The V8 Isolate Advantage
On traditional serverless platforms, cold starts can add hundreds of milliseconds per invocation. When you're fanning out to 15 sources simultaneously, that compounds fast. Workers' V8 isolate model eliminates that problem — isolates start in microseconds, making the fan-out pattern genuinely viable.
4-Layer Parallel Execution Model
Layer 1 — Input parsing and normalization
Layer 2 — Source fan-out (all 15 queries fire simultaneously)

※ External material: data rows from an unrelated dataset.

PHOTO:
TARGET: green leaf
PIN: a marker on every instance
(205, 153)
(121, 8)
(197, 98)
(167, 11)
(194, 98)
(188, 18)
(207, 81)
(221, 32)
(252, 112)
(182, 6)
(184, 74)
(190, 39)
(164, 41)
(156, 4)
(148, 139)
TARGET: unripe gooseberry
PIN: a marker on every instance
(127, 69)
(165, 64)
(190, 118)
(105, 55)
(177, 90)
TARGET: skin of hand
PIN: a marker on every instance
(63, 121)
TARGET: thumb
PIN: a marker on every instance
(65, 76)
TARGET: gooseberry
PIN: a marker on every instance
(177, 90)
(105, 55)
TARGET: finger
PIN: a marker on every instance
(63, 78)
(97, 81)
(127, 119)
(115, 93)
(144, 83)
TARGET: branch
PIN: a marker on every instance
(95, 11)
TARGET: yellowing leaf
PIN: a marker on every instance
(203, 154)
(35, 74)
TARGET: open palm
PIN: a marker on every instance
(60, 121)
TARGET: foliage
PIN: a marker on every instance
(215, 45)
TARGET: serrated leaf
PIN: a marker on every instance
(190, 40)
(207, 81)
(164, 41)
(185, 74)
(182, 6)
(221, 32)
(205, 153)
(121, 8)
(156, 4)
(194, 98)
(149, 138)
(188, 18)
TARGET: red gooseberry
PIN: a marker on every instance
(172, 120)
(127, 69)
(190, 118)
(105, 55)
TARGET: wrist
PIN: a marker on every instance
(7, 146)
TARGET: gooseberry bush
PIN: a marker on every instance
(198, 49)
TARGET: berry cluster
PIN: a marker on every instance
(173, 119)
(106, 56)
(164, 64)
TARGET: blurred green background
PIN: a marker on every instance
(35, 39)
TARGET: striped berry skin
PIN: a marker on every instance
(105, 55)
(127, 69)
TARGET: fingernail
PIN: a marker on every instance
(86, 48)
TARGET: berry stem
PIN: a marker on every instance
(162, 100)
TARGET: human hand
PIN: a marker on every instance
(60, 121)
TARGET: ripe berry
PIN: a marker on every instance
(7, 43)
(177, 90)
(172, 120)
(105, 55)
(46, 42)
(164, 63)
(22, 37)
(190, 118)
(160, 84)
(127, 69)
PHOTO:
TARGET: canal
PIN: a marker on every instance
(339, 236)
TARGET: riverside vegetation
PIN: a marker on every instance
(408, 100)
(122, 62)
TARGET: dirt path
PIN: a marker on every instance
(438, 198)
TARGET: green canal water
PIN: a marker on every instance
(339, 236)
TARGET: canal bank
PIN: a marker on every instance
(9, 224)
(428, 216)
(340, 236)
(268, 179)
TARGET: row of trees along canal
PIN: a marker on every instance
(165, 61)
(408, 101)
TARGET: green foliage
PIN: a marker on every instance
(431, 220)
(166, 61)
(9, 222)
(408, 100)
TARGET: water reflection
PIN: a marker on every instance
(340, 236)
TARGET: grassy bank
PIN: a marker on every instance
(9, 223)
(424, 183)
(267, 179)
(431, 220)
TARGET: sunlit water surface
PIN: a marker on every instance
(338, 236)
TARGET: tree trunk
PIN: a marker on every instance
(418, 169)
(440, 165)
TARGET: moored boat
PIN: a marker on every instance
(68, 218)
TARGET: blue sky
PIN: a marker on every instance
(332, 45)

Layer 3 — Per-source response parsing and normalization
Layer 4 — Report assembly and diff comparison
Each layer is non-blocking. Layers 3 and 4 begin processing as soon as individual sources return — you're not waiting for all 15 to complete before starting assembly.
Per-Source KV Caching
Each source response is cached independently with a TTL tuned to that source's data freshness:
const SOURCE_TTLS = {
ports: 3600,
certs: 86400,
threatFeeds: 1800,
bgp: 43200,
passiveDns: 7200,
};
Partial cache hits work. If 12 of 15 sources are cached, only 3 cold fetches happen. Per-source caching gives proportional speedups on repeat queries — critical for monitoring workflows.
Circuit Breakers
Each source is wrapped in a circuit breaker implemented directly in the Worker:
async function fetchWithCircuitBreaker(source, fetcher) {
const state = await kv.get(`circuit:${source}`);
if (state === 'open') {
return { source, status: 'circuit_open', data: null };
}
try {
const result = await fetcher();
await kv.put(`circuit:${source}`, 'closed');
return { source, status: 'ok', data: result };
} catch (err) {
await incrementFailureCount(source);
return { source, status: 'error', data: null };
}
}
A source failing doesn't kill the report — it returns a graceful null and the rest assembles normally.
Per-IP Rate Limiting
Rate limiting is handled natively in the Worker using KV as the backing store. No external Redis, no rate limiting service. Each client IP gets a sliding window counter, and requests over the threshold get a clean 429 before touching any upstream source.
The Diff Engine
SeekYou can monitor a host over time and alert you when its observable state changes. The diff engine is typed — it tells you specifically what category of change occurred:
- A port opened or closed
- A new CVE appeared against a running service
- A certificate rotated or is approaching expiry
- The host appeared on a new threat feed
- A new subdomain appeared in passive DNS
{
host: "example.com",
timestamp: "2026-05-19T10:00:00Z",
changes: [
{ type: "port_opened", detail: { port: 8443, service: "HTTPS" } },
{ type: "cve_added", detail: { id: "CVE-2024-XXXX", severity: "HIGH" } },
{ type: "cert_expiry_warning", detail: { daysRemaining: 14 } }
]
}
This turns SeekYou from a one-off lookup tool into something you can build alerting workflows around.
Free Tier Math
| Resource | Free Limit | Usage at 5k lookups/day |
|---|---|---|
| Worker requests | 100,000/day | ~80,000 (orchestration + source fetches) |
| KV reads | 100,000/day | Proportional to cache hit rate |
| KV writes | 1,000/day | One write per cache miss per source |
| CPU time | 10ms/request | Well within limit |
At 5k full lookups per day you're comfortably within the free tier on every dimension.
Deployment
git clone https://github.com/Teycir/SeekYou
cd SeekYou
npm install
wrangler deploy
Cloudflare account and Wrangler CLI required. No paid plan needed.
What I'd Build Next
- Webhook support for the diff engine — push changes to Slack, Discord, or a SIEM
- Bulk input — accept a list of IOCs via Workers Cron Triggers
- STIX export format for formal TI workflows
- Additional sources — Censys, Fofa, and more threat feeds
Wrapping Up
The core insight behind SeekYou is simple: the data is publicly available, the sources all have free tiers, and the only missing piece was an orchestration layer that queries them simultaneously and returns one coherent report. Cloudflare Workers was the right substrate — the isolate model, KV, and native rate limiting covered everything without adding infrastructure complexity.